Barriers to Mission - Part 1
What Happened to Our Confidence?
My friend’s kids are hilarious. I love hearing each funny little story every time we see them. The one about my friend’s three-year-old shouting “Praise the Lord!” at the top of her lungs when her parents pray at meal times, or another friend whose daughter, whenever she’s asked “Guess who we’re meeting today?” hopefully says “Jesus?” with wide eyes. Then there’s my friend’s little boy who walks around his school playground singing worship songs from the previous Sunday, even teaching them to all his little Year 1 friends.
Part of the reason we love these stories is because awkwardness and embarrassment haven’t yet entered these tiny humans’ relationship with God. They just have pure, unfiltered trust.
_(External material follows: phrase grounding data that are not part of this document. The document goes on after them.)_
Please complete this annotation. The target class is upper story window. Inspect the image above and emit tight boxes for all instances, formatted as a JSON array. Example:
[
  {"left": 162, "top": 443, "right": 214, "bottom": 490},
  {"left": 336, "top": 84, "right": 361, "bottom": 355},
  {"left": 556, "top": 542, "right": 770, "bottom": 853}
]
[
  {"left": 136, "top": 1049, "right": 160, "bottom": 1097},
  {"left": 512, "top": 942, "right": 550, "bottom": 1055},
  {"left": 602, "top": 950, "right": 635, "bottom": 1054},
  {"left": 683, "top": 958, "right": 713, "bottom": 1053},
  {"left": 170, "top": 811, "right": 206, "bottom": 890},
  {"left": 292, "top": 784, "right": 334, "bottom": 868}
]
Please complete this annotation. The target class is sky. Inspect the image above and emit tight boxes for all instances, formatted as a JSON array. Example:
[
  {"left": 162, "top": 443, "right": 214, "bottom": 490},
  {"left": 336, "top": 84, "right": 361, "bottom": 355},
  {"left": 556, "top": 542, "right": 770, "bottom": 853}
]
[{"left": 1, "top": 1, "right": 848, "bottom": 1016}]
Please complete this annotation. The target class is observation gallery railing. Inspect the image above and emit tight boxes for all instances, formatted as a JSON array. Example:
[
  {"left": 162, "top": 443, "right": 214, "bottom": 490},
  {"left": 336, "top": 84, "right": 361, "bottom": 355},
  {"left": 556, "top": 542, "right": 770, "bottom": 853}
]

They trust that what they’ve been told about Jesus is true, and that talking about Him is completely normal (that is after all what we have modelled to them). It also amazes us that when they talk about Jesus, the other children are completely undeterred. So now, as adults, we look at them and ask, what happened? What changed?
Somewhere along the way, confidence got complicated. We learnt to read the room, to fear social missteps, to guard our reputations. Inviting people into anything connected with faith began to feel risky. We imagine eye rolls, silence, or polite rejection.
Yet mission was never meant to be polished or perfect. It was meant to be relational, personal, and full of trust. Jesus invited people with simple words: “Come and see.” He did not push or persuade. He trusted that God was already at work in people long before they met Him. That is where confidence begins, not in our eloquence but in our trust.
A Feeble Confidence
By the time I reached third year of university, four years into following Jesus, I had definitely learned the hard way that not everyone was as much of a fan of Him, or of Christians, as I had imagined. The once bright-eyed, excited new Christian had worn away to a tired, slightly jaded third year who was fed up that none of her friends had said yes to Jesus and weary of the endless jibes from her course-mates.
Deep down, I still wanted to be bold. To be like one of my friends kids who sings “Our God is a Great Big God” loudly in the playground. I used to imagine standing up in a lecture and inviting everyone to come hear about Jesus. But when the moment came, I completely bottled it. What came out instead was a feeble, half-hearted, “Does anyone want to come get free lunch with me?” said just loud enough for the people around me to hear.
“Ooooh is it that Christian thing?” said my course-mate, half way out the door already. “Umm… yeah.”
“Cool, I’ll come for a sandwich.”
I was convinced he was only coming for the food. We arrived late, caught the end of the talk, and I thought nothing more of it. Then he turned to me and said, “Can I come back tonight?” That evening, he responded to Jesus. That Sunday he came to church. The next week he asked for a Bible. I could not believe it. My most half-hearted invitation had led someone into a whole new life.
That moment taught me something about confidence. It isn’t about being fearless or polished or persuasive. It’s about trusting that God is already at work and daring to open the door anyway. Sometimes confidence begins on the other side of obedience.
We can so easily believe lies about what confidence should look like and believe that if we mess it up, we will somehow let God down. But the Bible tells a different story. Peter, Paul, and David all got it wrong many times, yet God still used them powerfully. Their confidence came not from themselves, but from trusting the One who called them.
So the first barrier to mission is confidence.
Confidence in mission is not about personality or performance, it’s about trust. So this week let your confidence be a little more childlike, trusting in the Father who sent you.
Invite boldly, pray simply, trust that God can do more with your small, shaky invitation than you think.